Kissinger, la référence détestée
Il est peu courant d’être à la fois une référence quasi légendaire en relations internationales et l’incarnation d’une politique détestée aussi bien par la droite néo-conservatrice et par la gauche morale.
C’est pourtant la position de Henry Kissinger dont l’ambassadeur de France Gérard Araud retrace l’incroyable destin dans une biographie-portrait claire et accessible, et ce, dans la grande tradition des diplomates historiens tel Maurice Paléologue.
Lui-même tenant de l’école réaliste, Gérard Araud résume très bien la pensée kissingerienne : « entre un ordre injuste et un désordre juste, il choisit le premier. Entre un Etat autoritaire qui accepte l’ordre international et une démocratie qui le remet en question, il préfère le premier parce que, selon lui, l’instabilité et le désordre conduisent à des maux bien supérieurs à ceux de l’oppression politique. » Or, un tel credo ne peut que heurter l’esprit messianique américain niché dans la destinée manifeste d’un peuple qui se veut exceptionnel.
C’est là l’origine du malentendu entre les Américains et cet émigré européen juif fuyant une Allemagne devenue folle. De cette expérience terrible, il a gardé une désillusion profonde de l’humanité qui l’a conduit au réalisme et au conservatisme. « Face au mal, la moralité ne sert à rien. »
Le cœur du livre, on s’en doute, traite d’une part de son rapport si complexe avec Nixon, lequel contribua à façonner son destin, et d’autre part, de son rôle dans la politique américaine au Vietnam qui se résumait à quelques mots : en sortir la tête haute. C’était pratiquement condamné d’avance et ce fut un échec.
Pourtant, Kissinger réussit à entrer dans la légende grâce à un « coup » diplomatique majeur, qui constitue un renversement géopolitique profond : le voyage de Nixon à Pékin en 1972, et le rapprochement avec la Chine.
Sans rien nier de ces travers, Gérard Araud n’en trace pas moins un portrait fait d’admiration pour cet acteur majeur de la Guerre froide. Et on le comprend. Outre la puissance intellectuelle de l’universitaire, Kissinger défend une vision de l’ordre du monde d’une grande cohérence et dont doivent se nourrir les décideurs d’aujourd’hui, après les désastres néo-conservateurs des Clinton et de G.W. Bush, et alors que nous assistons au retour des grandes puissances brutales de l’époque bismarckienne.

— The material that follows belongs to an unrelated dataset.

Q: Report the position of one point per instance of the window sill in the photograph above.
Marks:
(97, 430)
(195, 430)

Le droitdel’hommisme sera toujours une impasse et une source de désordres.
Mais on n’oubliera pas non plus que la politique de Détente, incarnée par Nixon-Kissinger, fut un échec qui profita en fait aux Soviétiques avant que Reagan, Thatcher et Jean-Paul II ne reprennent l’offensive décisive. De plus, faut-il de nos jours accepter la RPC telle qu’elle est alors qu’elle constitue le plus grave danger qui soit pour l’Occident ? Reagan avait su utiliser les valeurs démocratiques comme un instrument pour mieux diaboliser l’URSS et l’affaiblir. Politique en fait très équilibrée, mêlant réalisme et idéologie, pragmatisme et valeurs, très efficace au demeurant.
Tout cela nous renvoie à une question cruciale : jusqu’où faut-il aller au nom du réalisme ?
frederic le moal
Gérard Araud, Henry Kissinger. Le diplomate du siècle, Tallandier, octobre 2021, 330 p. — 20,90 €.